We need to insist on transparency and aim to educate those around us on all the good, the bad and the ugly that the arrival of AI involves. The fact that so many apps we use now have built in AI functions without us asking for them is not a good thing. Online services now often include some form of data collection for LLM training purposes – too many are opt-out only. This will lead to many people involuntarily feeding the machines without their knowledge. This is just wrong!
It is up to those of us who work on the web to inform others and spread the word. I am aiming to include AI now in conversations both with clients and students. I am no expert on AI but as long as we point towards this information when published by educated people in the field, we can at least raise awareness to some degree.
AI and Accessibility: the Good, the Bad, and the Bollocks
Léonie Watson / FFConf 2024
Depending on what you read, and who you believe, AI is either the ultimate solution or armageddon in motion, so in this talk, Léonie is going to cut through the clickbait, dodge the doomscrollers, and focus on the facts to bring you the good, the bad, and the bollocks of AI and accessibility.
Remy Sharp, Full Frontal Organiser, 3/2/2025
Update 19/11/25:
this is a brilliant snippet – too good not to share ツ
I saw this on Mastodon today and I can relate so much! Emma Thompson’s reaction seems to have struck a chord with many.
Interesting tools & explorations:

Spawning is building an ecosystem-wide solution to meet the needs of rights holders and AI developers.
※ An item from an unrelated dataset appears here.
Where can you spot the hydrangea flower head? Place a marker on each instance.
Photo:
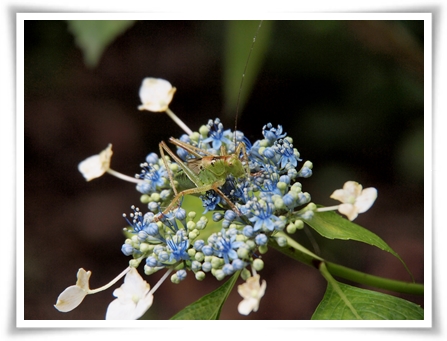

Spawning’s Do Not Train Tool Suite consolidates machine-readable opt-out methods around the Do Not Train Registry, making it simple to declare data preferences and to respect them.
spawing.ai, as seen 26/4/2024

LAION-5B is an open-source foundation dataset used to train AI models such as Stable Diffusion. It contains 5.8 billion image and text pairs—a size too large to make sense of. In this visual investigation, we follow the construction of the dataset to better understand its contents, implications and entanglements.